- Born: Memphis, Tennessee, U.S.
- Nationality: American
- Height: 6 ft 3 in (191 cm)
- Weight: Heavyweight; Superheavyweight;

Professional boxing record
- Total: 2
- Wins: 1
- Losses: 1

Kickboxing record
- Total: 36
- Wins: 31
- Losses: 5

= Anthony Elmore =

American kickboxer

Anthony Elmore born in 1953 is a retired American kickboxing champion and professional boxer from Memphis, Tennessee. He was a PKA World Super Heavyweight Champion, PKA World Heavyweight champion, Professional Karate Commission World Super Heavyweight champion, KICK World Heavyweight champion and KICK World Super Heavyweight champion. He was also the STAR undisputed Heavyweight champion in 1982. His record is listed as 31 wins, against only 5 losses.

== Biography ==

Elmore was born and raised in Memphis, Tennessee. At the age of 15, he began studying Japanese Shotokan Karate under his Memphis teacher, Julius L. Dorsey. In 1982, he became the first kickboxer to gain a sponsorship from a major corporation, landing a personal service contract with Coors Beer. He had many of his fights broadcast on ESPN. He wrote, produced, directed, and starred in the 1988 semi-autobiographical film, The Contemporary Gladiator (also released as Iron Thunder).

He founded the Safari Initiative aimed at bringing African-style furnishings and products to a global market. He has advocated for U.S. government support for this initiative to help modernize African trade. He also created an all African home in Memphis as a showcase and cultural bridge. In 2009, Congressman Steve Cohen commended Elmore on the House floor for his work in advancing U.S.-Africa cultural understanding.

== Professional career ==
Elmore is a martial artist from Memphis, Tennessee, recognized as a five-time World Karate/Kickboxing Champion.
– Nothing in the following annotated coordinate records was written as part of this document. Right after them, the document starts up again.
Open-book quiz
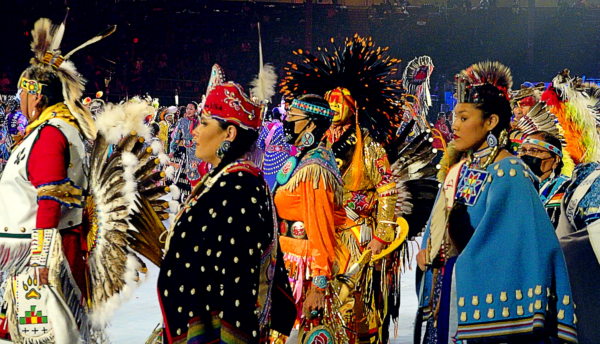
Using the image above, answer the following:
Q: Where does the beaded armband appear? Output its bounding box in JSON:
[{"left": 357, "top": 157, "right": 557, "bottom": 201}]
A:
[
  {"left": 29, "top": 229, "right": 56, "bottom": 267},
  {"left": 290, "top": 99, "right": 335, "bottom": 118},
  {"left": 313, "top": 275, "right": 327, "bottom": 289}
]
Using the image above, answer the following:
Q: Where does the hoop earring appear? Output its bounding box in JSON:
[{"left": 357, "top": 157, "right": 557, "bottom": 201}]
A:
[
  {"left": 486, "top": 130, "right": 498, "bottom": 148},
  {"left": 216, "top": 141, "right": 231, "bottom": 160},
  {"left": 302, "top": 133, "right": 315, "bottom": 147}
]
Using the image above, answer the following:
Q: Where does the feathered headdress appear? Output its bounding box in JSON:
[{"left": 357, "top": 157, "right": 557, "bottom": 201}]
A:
[
  {"left": 542, "top": 69, "right": 600, "bottom": 164},
  {"left": 281, "top": 35, "right": 403, "bottom": 146},
  {"left": 510, "top": 82, "right": 546, "bottom": 105},
  {"left": 19, "top": 13, "right": 116, "bottom": 139},
  {"left": 455, "top": 61, "right": 513, "bottom": 103}
]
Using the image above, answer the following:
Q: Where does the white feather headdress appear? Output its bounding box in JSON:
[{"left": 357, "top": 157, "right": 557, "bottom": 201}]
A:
[{"left": 22, "top": 17, "right": 116, "bottom": 139}]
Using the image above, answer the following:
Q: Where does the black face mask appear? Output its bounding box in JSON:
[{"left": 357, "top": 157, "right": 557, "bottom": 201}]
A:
[
  {"left": 283, "top": 118, "right": 310, "bottom": 145},
  {"left": 521, "top": 155, "right": 552, "bottom": 178}
]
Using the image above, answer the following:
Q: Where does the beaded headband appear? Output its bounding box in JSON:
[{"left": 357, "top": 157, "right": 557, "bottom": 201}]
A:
[
  {"left": 19, "top": 78, "right": 47, "bottom": 94},
  {"left": 523, "top": 139, "right": 562, "bottom": 158},
  {"left": 290, "top": 99, "right": 336, "bottom": 118}
]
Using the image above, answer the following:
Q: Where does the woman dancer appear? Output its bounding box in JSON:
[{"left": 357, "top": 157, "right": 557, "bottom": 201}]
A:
[
  {"left": 417, "top": 62, "right": 577, "bottom": 343},
  {"left": 158, "top": 83, "right": 277, "bottom": 343}
]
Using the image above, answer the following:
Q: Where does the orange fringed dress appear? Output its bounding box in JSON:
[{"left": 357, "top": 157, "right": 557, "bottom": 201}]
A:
[{"left": 275, "top": 147, "right": 349, "bottom": 309}]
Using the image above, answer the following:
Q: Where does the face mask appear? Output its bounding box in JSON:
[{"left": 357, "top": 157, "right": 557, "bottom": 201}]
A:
[
  {"left": 521, "top": 155, "right": 552, "bottom": 178},
  {"left": 283, "top": 118, "right": 310, "bottom": 145}
]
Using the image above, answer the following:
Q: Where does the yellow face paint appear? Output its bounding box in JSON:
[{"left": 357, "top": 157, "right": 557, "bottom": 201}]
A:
[{"left": 325, "top": 87, "right": 356, "bottom": 125}]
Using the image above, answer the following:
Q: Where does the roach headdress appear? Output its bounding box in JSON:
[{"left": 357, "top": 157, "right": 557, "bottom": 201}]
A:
[
  {"left": 455, "top": 61, "right": 512, "bottom": 104},
  {"left": 281, "top": 35, "right": 403, "bottom": 146},
  {"left": 18, "top": 14, "right": 116, "bottom": 139}
]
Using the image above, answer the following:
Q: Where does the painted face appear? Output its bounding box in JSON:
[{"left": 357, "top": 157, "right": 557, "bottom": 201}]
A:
[
  {"left": 185, "top": 104, "right": 196, "bottom": 118},
  {"left": 192, "top": 116, "right": 227, "bottom": 165},
  {"left": 21, "top": 92, "right": 41, "bottom": 122},
  {"left": 452, "top": 103, "right": 488, "bottom": 152},
  {"left": 325, "top": 87, "right": 356, "bottom": 125},
  {"left": 283, "top": 108, "right": 315, "bottom": 147},
  {"left": 518, "top": 135, "right": 560, "bottom": 181}
]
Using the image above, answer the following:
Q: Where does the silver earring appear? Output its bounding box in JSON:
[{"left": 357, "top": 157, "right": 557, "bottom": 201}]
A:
[
  {"left": 302, "top": 133, "right": 315, "bottom": 147},
  {"left": 217, "top": 141, "right": 231, "bottom": 160},
  {"left": 486, "top": 130, "right": 498, "bottom": 148}
]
His career is notable not only for his success in the ring but also for his role as a pioneer who helped popularize the sport.

Elmore won the PKA world Heavyweight Champion title on May 29, 1982, in Memphis. He defeated Demetrius Edwards to win his first world championship in a 12-round fight. In 1983 Elmore defended his PKA World Superheavyweight title against Bill Morrison winning by decision. In 1983 Elmore defeated Tony Palmore by TKO in the 10th round. He also defeated John Jackson.
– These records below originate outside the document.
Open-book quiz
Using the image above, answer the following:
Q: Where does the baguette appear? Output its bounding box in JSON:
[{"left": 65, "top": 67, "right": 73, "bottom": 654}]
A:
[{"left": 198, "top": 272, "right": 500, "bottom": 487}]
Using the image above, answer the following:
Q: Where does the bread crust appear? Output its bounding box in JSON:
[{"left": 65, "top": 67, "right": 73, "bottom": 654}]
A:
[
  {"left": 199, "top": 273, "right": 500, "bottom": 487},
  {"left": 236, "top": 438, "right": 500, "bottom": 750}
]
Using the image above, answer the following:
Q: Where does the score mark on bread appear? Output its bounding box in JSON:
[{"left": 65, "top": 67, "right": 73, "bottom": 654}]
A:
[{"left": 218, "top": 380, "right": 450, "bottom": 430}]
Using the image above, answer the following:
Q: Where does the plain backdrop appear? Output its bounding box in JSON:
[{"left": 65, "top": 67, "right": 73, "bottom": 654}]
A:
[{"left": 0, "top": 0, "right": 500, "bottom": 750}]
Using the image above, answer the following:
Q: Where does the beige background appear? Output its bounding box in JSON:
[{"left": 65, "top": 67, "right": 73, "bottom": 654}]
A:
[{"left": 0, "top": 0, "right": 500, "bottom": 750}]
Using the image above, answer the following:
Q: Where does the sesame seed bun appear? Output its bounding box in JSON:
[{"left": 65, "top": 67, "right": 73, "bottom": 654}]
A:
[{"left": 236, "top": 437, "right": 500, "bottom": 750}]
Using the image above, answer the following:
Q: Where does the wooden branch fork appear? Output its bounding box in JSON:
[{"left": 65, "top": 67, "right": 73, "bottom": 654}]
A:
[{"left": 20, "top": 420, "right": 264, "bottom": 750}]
In 1984 Elmore fought Tracy Thomas to defend his PKA Superheavyweight Title, winning by TKO in the 9th round. Also in 1984, he fought a rematch against Palmore in Miami. In that bout Elmore set a world record of throwing 190 kicks, but lost a split decision and his PKA Superheavyweight Title. In 1984 Elmore also defeated "Super" Ray Williams to win the KICK World Superheavyweight title. Elmore also fought a non-title bout against William Eaves with Elmore winning by KO due to the three knockdown rule being in effect.

In 1985 Elmore defeated Bill Morrison in a rematch for the vacant KICK World Heavyweight championship. Elmore was ranked #1 under the STAR ratings for Heavyweight in 1985.
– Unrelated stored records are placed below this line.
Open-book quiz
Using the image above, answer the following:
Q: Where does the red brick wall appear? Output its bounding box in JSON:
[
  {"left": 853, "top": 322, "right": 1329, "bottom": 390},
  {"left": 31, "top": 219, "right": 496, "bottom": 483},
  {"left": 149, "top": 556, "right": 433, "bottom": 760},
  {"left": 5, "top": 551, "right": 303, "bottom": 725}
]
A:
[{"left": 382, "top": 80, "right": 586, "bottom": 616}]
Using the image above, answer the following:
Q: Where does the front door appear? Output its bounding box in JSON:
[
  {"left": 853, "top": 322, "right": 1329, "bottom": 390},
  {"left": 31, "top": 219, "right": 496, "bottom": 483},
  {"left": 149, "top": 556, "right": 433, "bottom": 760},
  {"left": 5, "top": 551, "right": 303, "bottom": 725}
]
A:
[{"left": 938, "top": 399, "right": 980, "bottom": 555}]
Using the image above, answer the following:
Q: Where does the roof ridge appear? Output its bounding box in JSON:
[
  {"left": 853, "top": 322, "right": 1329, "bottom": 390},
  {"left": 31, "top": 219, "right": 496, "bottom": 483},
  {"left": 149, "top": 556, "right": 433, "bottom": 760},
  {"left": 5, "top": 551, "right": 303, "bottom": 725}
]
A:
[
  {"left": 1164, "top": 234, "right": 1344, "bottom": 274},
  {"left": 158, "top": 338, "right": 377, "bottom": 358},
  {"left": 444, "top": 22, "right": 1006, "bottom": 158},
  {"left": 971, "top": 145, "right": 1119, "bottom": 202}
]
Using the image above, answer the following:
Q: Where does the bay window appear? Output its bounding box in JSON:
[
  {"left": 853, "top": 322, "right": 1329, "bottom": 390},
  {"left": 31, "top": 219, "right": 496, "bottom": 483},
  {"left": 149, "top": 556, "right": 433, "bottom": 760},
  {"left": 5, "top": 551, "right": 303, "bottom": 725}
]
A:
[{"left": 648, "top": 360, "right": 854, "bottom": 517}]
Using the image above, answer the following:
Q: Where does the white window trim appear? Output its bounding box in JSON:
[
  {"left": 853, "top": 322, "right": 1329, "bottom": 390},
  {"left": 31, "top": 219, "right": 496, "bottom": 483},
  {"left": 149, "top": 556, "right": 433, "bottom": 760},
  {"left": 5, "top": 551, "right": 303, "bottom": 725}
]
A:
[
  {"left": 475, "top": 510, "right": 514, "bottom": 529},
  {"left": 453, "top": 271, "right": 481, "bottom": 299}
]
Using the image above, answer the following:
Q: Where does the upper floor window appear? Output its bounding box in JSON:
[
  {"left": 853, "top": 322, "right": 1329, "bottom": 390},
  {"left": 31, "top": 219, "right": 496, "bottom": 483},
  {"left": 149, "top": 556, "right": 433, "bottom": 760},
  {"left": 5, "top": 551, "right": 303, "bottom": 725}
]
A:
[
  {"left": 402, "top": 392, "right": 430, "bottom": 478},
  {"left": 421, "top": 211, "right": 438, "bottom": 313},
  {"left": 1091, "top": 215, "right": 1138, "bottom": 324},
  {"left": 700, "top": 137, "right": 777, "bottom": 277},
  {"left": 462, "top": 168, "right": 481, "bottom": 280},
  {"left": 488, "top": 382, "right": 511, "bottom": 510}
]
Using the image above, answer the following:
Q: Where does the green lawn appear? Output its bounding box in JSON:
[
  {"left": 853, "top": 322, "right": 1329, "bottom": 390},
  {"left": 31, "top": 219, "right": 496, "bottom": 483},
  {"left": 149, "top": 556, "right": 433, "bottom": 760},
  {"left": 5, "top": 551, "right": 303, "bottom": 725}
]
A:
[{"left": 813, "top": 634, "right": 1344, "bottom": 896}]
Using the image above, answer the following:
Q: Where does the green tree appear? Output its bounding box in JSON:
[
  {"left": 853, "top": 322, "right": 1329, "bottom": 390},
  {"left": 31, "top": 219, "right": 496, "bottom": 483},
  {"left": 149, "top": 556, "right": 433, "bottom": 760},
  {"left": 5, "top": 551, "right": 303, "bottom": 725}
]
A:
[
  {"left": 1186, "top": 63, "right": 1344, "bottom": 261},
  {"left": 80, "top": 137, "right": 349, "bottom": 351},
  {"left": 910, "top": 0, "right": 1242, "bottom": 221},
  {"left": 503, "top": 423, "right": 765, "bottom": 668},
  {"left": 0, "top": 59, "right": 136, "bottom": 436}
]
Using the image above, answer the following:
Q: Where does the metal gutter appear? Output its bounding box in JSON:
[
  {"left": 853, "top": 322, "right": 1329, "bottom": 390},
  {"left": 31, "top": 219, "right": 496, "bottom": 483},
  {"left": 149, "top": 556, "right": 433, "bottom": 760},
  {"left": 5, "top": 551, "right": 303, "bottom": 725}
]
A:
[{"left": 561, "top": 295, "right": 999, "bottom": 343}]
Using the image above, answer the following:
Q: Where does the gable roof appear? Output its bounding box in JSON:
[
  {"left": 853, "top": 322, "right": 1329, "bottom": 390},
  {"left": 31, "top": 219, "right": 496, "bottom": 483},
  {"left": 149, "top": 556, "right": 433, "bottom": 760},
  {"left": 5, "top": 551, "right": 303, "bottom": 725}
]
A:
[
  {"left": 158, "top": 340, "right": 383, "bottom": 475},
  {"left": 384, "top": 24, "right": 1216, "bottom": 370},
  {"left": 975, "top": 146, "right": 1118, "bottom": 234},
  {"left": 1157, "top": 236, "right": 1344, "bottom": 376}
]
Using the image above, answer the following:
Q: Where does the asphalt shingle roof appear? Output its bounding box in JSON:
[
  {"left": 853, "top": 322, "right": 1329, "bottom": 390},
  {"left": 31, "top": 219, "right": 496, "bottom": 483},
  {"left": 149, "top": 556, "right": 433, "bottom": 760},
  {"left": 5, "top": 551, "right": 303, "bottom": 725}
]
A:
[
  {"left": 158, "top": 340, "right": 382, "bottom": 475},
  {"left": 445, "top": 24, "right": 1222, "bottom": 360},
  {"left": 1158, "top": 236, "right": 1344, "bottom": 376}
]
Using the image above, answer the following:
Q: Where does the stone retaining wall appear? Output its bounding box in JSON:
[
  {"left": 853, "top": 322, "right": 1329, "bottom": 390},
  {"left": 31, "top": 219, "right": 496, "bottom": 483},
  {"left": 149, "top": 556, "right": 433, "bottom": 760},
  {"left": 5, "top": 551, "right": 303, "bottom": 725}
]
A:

In 1986 he defended his KICK World Heavyweight title by beating Jeff Hollins by decision. In 1986 Elmore defeated the KICK US Heavyweight champion M. Cole by TKO in the 12th round defending his KICK World title.

In 1987 he defeated Cole in a rematch. In April 1987 Elmore lost his PKC World Superheavyweight title to Brad Hefton by doctor stoppage due to an eye injury in the 12th round.

In 1990 Elmore fought Stan Longinidis losing a decision and his KICK World Superheavyweight Title. Longinidis vacated the KICK Superheavyweight title shortly after winning.

In 1991 Elmore was the #12 ranked Superheavyweight by the PKO. In 1999, after a 3-year layoff, Elmore fought Dennis Alexio for the IKF heavyweight title losing by KO in the 12th round.

==Boxing==
Elmore made his pro boxing debut in 1981 losing to Steffen Tangstad. He fought again in 1984 winning against Sonny Barch.